Where do you find a decent pair of shoes under $400 in Australia? Not an easy question to answer. There is RM Williams, but long gone are the days when you could pick up a pair of their iconic Craftsman Chelsea Boots at this price point.
What if you weren’t willing to settle for the only alternative, cheaply-made shoes held together by glue and made by the lowest bidder? Or, imported English shoes, often over $700 a pair?
That was the problem that faced James Seaford when he decided it was time to expand beyond his Trimly shoe care business and launch The Thomas George Collection in March 2019. Australia’s newest welted shoe brand offers Australian men a range of high-quality leather shoes at sub-$400 prices.
The Search At Home
He began searching for a shoemaker in Australia, but according to Seaford, he could not find any willing or able to make the shoes to the quality and scale he needed. “We were looking for a shoemaker who could produce a line of Goodyear welted shoes at a cost that would allow us to retail them for under $400. Unfortunately, due to the cost of production and also the lack of suppliers, personnel and even machinery in Australia, that meant this was never going to happen.”
‘Goodyear Welt’ refers to a method of shoe construction revered amongst shoe enthusiasts as the Gold Standard in shoemaking. A lockstitch is run through the upper, insole and welt, while another stitch is used to attach the outsole. A welted shoe can be re-soled and will last for decades if cared for properly.
A three-month search then began for an overseas shoemaker. A slew of well-made, low-cost shoes were being “produced” in Spain, Portugal and Italy. Yet, opaque country of origin laws in Europe meant that many of these shoes were actually being made in countries like China, Albania and Macedonia.

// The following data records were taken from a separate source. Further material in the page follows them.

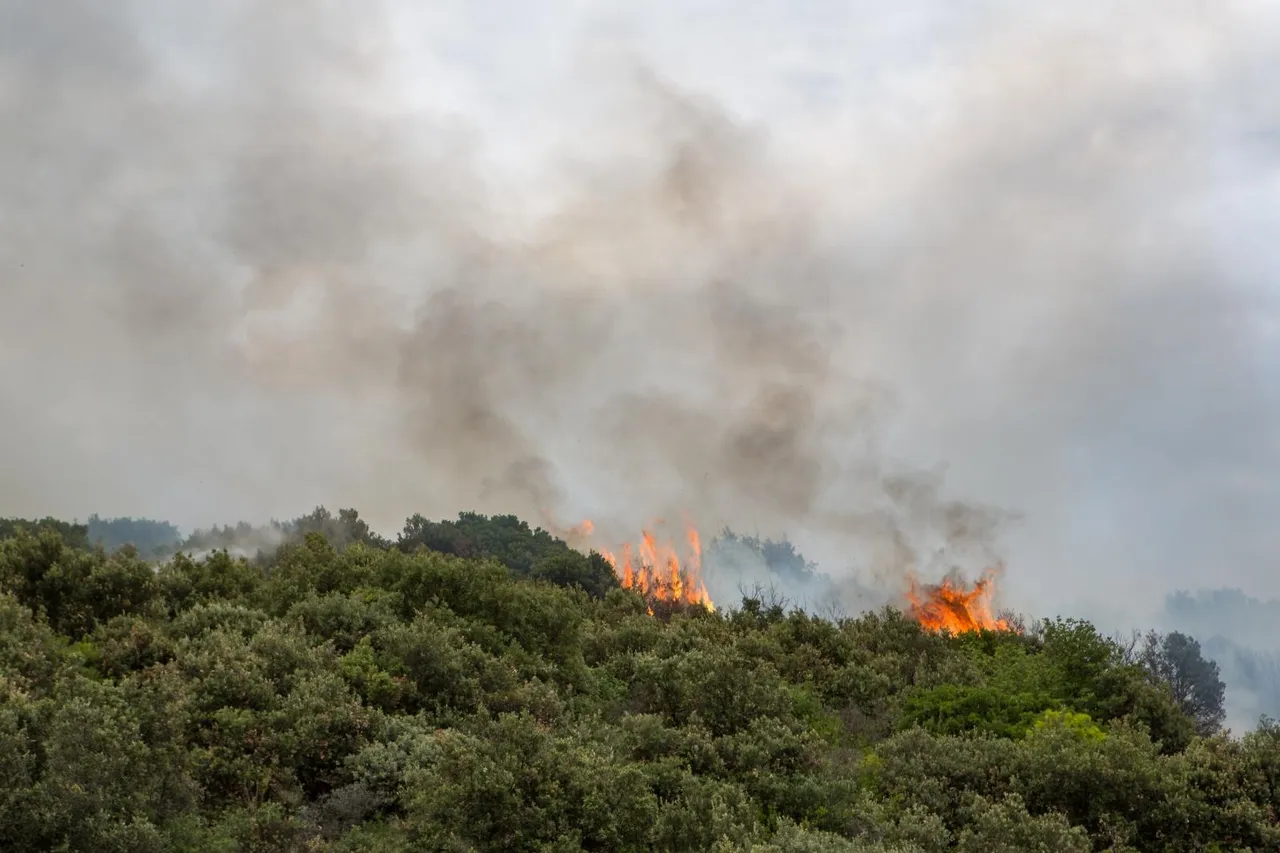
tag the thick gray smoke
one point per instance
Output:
(753, 265)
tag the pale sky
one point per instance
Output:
(749, 261)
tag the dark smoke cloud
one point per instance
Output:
(261, 256)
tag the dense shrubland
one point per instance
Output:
(478, 685)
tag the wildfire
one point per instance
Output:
(950, 606)
(656, 568)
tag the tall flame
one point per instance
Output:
(656, 570)
(950, 606)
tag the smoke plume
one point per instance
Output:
(760, 267)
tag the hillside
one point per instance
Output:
(478, 685)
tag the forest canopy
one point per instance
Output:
(476, 684)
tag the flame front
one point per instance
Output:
(949, 606)
(656, 570)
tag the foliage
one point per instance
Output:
(478, 685)
(1175, 660)
(149, 537)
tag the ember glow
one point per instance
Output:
(657, 569)
(950, 606)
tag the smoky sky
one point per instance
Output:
(913, 287)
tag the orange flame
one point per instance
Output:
(950, 606)
(654, 569)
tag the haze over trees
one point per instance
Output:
(479, 685)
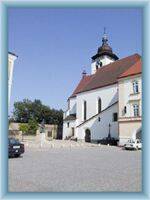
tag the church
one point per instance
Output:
(108, 102)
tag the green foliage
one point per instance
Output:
(24, 128)
(32, 126)
(26, 110)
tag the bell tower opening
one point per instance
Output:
(104, 55)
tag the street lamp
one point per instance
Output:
(109, 135)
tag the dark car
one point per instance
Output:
(109, 140)
(15, 148)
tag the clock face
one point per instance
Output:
(99, 63)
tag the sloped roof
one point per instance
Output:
(106, 75)
(133, 70)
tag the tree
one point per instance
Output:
(33, 126)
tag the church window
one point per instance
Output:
(84, 110)
(135, 87)
(99, 105)
(136, 110)
(115, 117)
(125, 110)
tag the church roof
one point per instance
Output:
(70, 117)
(108, 74)
(84, 81)
(133, 70)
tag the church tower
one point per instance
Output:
(104, 55)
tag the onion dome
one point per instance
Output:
(105, 49)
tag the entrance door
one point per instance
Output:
(87, 135)
(72, 131)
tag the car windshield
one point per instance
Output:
(13, 141)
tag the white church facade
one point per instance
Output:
(95, 107)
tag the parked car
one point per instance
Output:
(15, 148)
(133, 144)
(108, 140)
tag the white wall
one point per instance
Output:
(108, 96)
(11, 59)
(105, 61)
(126, 96)
(71, 107)
(100, 129)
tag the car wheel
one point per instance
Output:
(17, 155)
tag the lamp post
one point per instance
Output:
(109, 135)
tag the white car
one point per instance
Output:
(133, 144)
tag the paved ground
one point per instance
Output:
(84, 168)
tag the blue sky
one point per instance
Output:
(55, 45)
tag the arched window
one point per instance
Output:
(135, 87)
(84, 110)
(99, 104)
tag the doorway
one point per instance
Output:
(87, 135)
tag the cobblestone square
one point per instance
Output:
(80, 169)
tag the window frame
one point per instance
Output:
(136, 110)
(135, 87)
(115, 117)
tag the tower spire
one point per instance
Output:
(104, 38)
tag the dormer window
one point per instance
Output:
(135, 87)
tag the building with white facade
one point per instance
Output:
(11, 59)
(93, 107)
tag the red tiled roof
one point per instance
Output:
(106, 75)
(84, 81)
(133, 70)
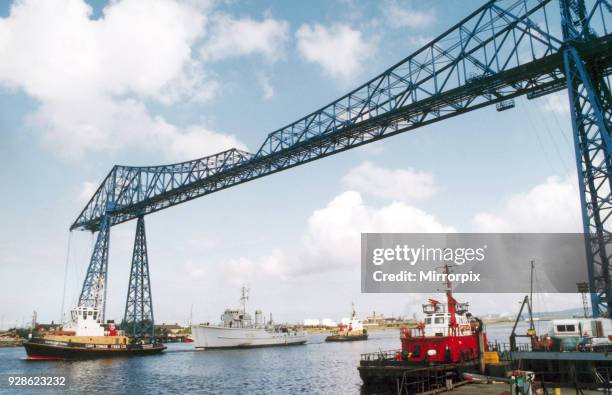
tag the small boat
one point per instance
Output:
(239, 330)
(353, 330)
(86, 337)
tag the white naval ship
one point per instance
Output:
(239, 330)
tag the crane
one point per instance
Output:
(502, 50)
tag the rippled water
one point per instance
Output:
(316, 367)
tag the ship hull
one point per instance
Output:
(211, 337)
(37, 349)
(345, 338)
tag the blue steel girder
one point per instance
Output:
(138, 320)
(502, 50)
(591, 113)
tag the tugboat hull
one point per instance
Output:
(345, 338)
(39, 349)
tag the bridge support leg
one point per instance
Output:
(138, 320)
(591, 113)
(93, 293)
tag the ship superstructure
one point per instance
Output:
(239, 330)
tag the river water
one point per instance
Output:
(317, 367)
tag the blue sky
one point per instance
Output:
(86, 85)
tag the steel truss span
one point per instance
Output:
(504, 49)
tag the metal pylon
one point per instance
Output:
(591, 113)
(93, 293)
(138, 320)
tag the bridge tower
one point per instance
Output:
(138, 319)
(591, 114)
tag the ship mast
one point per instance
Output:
(451, 302)
(244, 298)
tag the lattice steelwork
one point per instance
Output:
(591, 106)
(504, 49)
(138, 320)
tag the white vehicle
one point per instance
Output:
(584, 327)
(239, 330)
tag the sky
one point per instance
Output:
(85, 85)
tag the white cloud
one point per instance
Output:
(338, 49)
(195, 271)
(91, 77)
(553, 206)
(266, 86)
(334, 232)
(237, 37)
(88, 188)
(395, 184)
(332, 239)
(243, 270)
(556, 103)
(106, 124)
(398, 16)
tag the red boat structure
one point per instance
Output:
(448, 342)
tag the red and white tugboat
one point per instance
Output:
(449, 341)
(85, 337)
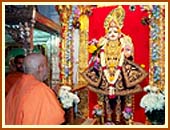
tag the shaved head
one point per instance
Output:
(36, 64)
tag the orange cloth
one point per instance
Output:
(31, 102)
(11, 79)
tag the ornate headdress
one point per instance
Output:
(117, 15)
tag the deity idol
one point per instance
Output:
(114, 76)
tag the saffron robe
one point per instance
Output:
(31, 102)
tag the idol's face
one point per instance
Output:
(113, 32)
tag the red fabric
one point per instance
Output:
(140, 38)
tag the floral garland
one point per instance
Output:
(104, 68)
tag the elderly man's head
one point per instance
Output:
(18, 61)
(36, 64)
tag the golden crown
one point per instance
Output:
(117, 15)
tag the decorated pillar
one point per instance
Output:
(157, 45)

“One of my prerequisites was to partner with a shoemaker who respected labour laws and looked after their workforce. But the more questions I asked these shoemakers, the less interested they became. Then one night, I stumbled upon a review of a Japanese shoemaker Fugashin by a respected industry blogger, The Shoe Snob. My interest was piqued.”
Fugashin is a Japanese shoemaker with factories in Tokyo and Ho Chi Min City, Vietnam. They make quality welted shoes, predominately sold in Japan and found in higher-end retailers such as Takashimaya.
“We communicated via email to a point that I hopped on a plane and visited Fugashin Saigon. I was given a tour of their Saigon factory and the Japanese work culture was clearly evident. I was impressed by their focus on detail – the shoes I saw were all very well made – and I appreciated their transparency around upskilling and growing their workforce. At the end of my visit, I walked away with a tentative partnership agreement.”
The Japanese Touch
In less than 20 years, Japan’s luxury shoemaking industry transformed from virtually non-existent to one that boasts some of the most sought-after shoemakers in the world. Names like Yohei Fukuda or Yuki Shiraham have helped evolve the footwear habits of the Japanese, who now expect high-quality footwear as the norm.
This ‘evolution’ of leather footwear in Japan gave rise to Fugashin – two Japanese words that aptly describe the ‘skill and sensibility’ of shoemaking as an art. The shoemaking process is very important for Fugashin, who employs a thoughtful approach to the 130 or so steps to produce just one shoe, and also the adjustments, failure and application of the learnings in order to better their work.
In less than a decade, Fugashin has become a well-respected Asian shoemaker, whose meticulously-made shoes easily pass Japan’s highest quality standards.
The right fit
Until recently, no low-cost, high-quality shoe brand existed in Australia. Brands like the Spanish shoe brand Meermin have enjoyed much success as high-quality gateway brands. One can pick up a pair of Meermin Goodyear welted shoes for as little as $250 AUD plus shipping.
Although, as with many online shoe purchases, these shoes come with a degree of risk. More than one Australian has been left with a hefty return shipping bill or stuck with shoes that they cannot use.
“We wanted to sell a shoe that was made to a higher standard but also offer our customers an anxious-free shopping experience. No two shoe lasts ever conform to the same size. Likewise, no two feet are ever the same shape. So, our free return policy has been put in place to solve a problem I see every day at Trimly: well-made shoes that just don’t quite fit.”